OMV said that, at present, it is unable to achieve voting control in MOL due to a number of technical impediments, including the 10% voting restriction in MOL’s articles of association. OMV said that once the impediments are removed, its offer will be conditional solely on securing at least 50% voting control of MOL and securing EU anti-trust approval.

OMV said that it is therefore seeking to engage in active discussions with the independent shareholders, the European Commission and other stakeholders in MOL so that these impediments can be removed and MOL’s independent shareholders can decide on the merits of the offer. OMV said that, so far, MOL board has denied its shareholders this choice.

To start the process of removing the impediments, as well as announcing its declaration of intent, OMV has sent a letter to MOL’s board of directors inviting it to enter into a constructive dialogue, with the ultimate objective of realizing a combination that would enhance the strengths of both companies and benefit all stakeholders.

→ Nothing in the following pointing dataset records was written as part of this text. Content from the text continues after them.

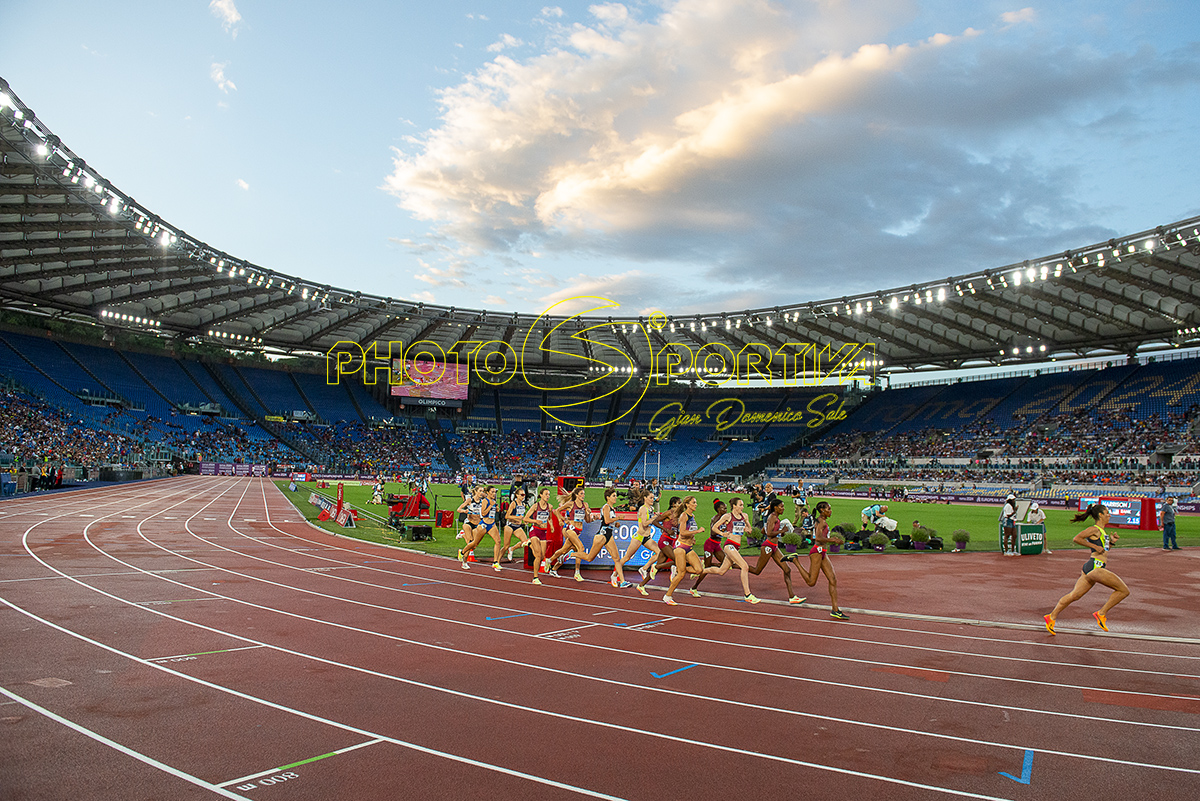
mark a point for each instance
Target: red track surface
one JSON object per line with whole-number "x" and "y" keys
{"x": 191, "y": 638}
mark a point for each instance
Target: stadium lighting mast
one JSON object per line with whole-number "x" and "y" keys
{"x": 658, "y": 474}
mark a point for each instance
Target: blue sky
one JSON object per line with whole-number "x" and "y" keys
{"x": 681, "y": 156}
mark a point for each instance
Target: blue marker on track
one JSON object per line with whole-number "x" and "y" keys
{"x": 671, "y": 673}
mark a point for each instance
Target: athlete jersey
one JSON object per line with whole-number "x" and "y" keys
{"x": 737, "y": 529}
{"x": 1098, "y": 560}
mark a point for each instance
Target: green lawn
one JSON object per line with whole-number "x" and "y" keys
{"x": 979, "y": 521}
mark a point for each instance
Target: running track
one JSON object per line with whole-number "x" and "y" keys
{"x": 195, "y": 638}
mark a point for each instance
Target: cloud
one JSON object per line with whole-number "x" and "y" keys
{"x": 505, "y": 41}
{"x": 227, "y": 12}
{"x": 1017, "y": 17}
{"x": 216, "y": 72}
{"x": 757, "y": 149}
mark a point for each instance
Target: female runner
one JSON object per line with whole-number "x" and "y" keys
{"x": 666, "y": 522}
{"x": 604, "y": 538}
{"x": 514, "y": 521}
{"x": 487, "y": 512}
{"x": 575, "y": 513}
{"x": 712, "y": 544}
{"x": 471, "y": 506}
{"x": 819, "y": 559}
{"x": 772, "y": 550}
{"x": 1095, "y": 570}
{"x": 537, "y": 517}
{"x": 645, "y": 530}
{"x": 687, "y": 561}
{"x": 733, "y": 525}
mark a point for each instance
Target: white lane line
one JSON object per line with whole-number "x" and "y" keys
{"x": 310, "y": 716}
{"x": 225, "y": 650}
{"x": 305, "y": 762}
{"x": 124, "y": 750}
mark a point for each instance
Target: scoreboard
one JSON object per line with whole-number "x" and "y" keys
{"x": 1127, "y": 512}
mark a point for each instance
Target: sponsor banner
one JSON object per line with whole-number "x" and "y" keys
{"x": 321, "y": 501}
{"x": 227, "y": 469}
{"x": 625, "y": 528}
{"x": 430, "y": 402}
{"x": 328, "y": 505}
{"x": 955, "y": 498}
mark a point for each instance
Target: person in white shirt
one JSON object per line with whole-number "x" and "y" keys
{"x": 1036, "y": 517}
{"x": 1008, "y": 527}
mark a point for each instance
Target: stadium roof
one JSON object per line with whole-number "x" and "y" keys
{"x": 73, "y": 245}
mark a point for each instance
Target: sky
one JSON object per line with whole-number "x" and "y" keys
{"x": 685, "y": 156}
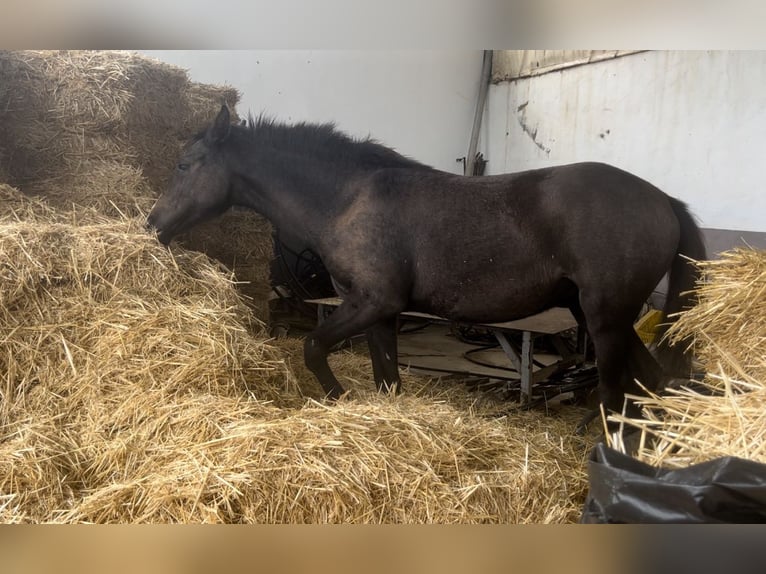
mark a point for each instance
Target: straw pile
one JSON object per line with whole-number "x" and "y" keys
{"x": 133, "y": 391}
{"x": 724, "y": 415}
{"x": 103, "y": 130}
{"x": 136, "y": 385}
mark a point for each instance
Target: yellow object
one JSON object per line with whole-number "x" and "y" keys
{"x": 646, "y": 326}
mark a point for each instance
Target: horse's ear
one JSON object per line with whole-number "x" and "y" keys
{"x": 221, "y": 127}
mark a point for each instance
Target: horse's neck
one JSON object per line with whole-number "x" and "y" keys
{"x": 293, "y": 193}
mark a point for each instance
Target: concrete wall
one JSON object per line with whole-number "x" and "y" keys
{"x": 692, "y": 123}
{"x": 418, "y": 102}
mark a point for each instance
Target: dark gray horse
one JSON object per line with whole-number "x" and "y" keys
{"x": 398, "y": 235}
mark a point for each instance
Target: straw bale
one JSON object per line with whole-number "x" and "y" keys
{"x": 722, "y": 415}
{"x": 134, "y": 390}
{"x": 138, "y": 387}
{"x": 102, "y": 131}
{"x": 242, "y": 241}
{"x": 61, "y": 108}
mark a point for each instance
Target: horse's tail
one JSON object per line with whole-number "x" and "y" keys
{"x": 676, "y": 359}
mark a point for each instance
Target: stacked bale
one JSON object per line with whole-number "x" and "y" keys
{"x": 103, "y": 130}
{"x": 724, "y": 414}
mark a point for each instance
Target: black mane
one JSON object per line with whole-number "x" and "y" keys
{"x": 323, "y": 141}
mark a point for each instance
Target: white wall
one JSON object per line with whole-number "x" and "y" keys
{"x": 692, "y": 123}
{"x": 419, "y": 102}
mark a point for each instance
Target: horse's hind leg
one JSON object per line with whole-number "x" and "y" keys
{"x": 382, "y": 340}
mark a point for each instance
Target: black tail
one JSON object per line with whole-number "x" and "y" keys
{"x": 676, "y": 359}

OMV outlined its commitment to Hungary and went on to say that it believes that improved efficiency in the upstream, downstream and petrochemical divisions would help the combined group deliver total pre-tax synergies of approximately E400 million a year.

However, MOL said that OMV’s estimation regarding the E400 million synergies ignores the loss of value arising from the disposals program that would be required by the anti-trust authorities, among other issues. It also said that the merger would be value destructive and in a press release on the matter, concluded: OMV’s move does not merit further consideration and MOL will not be entering into dialogue with OMV to discuss the approach.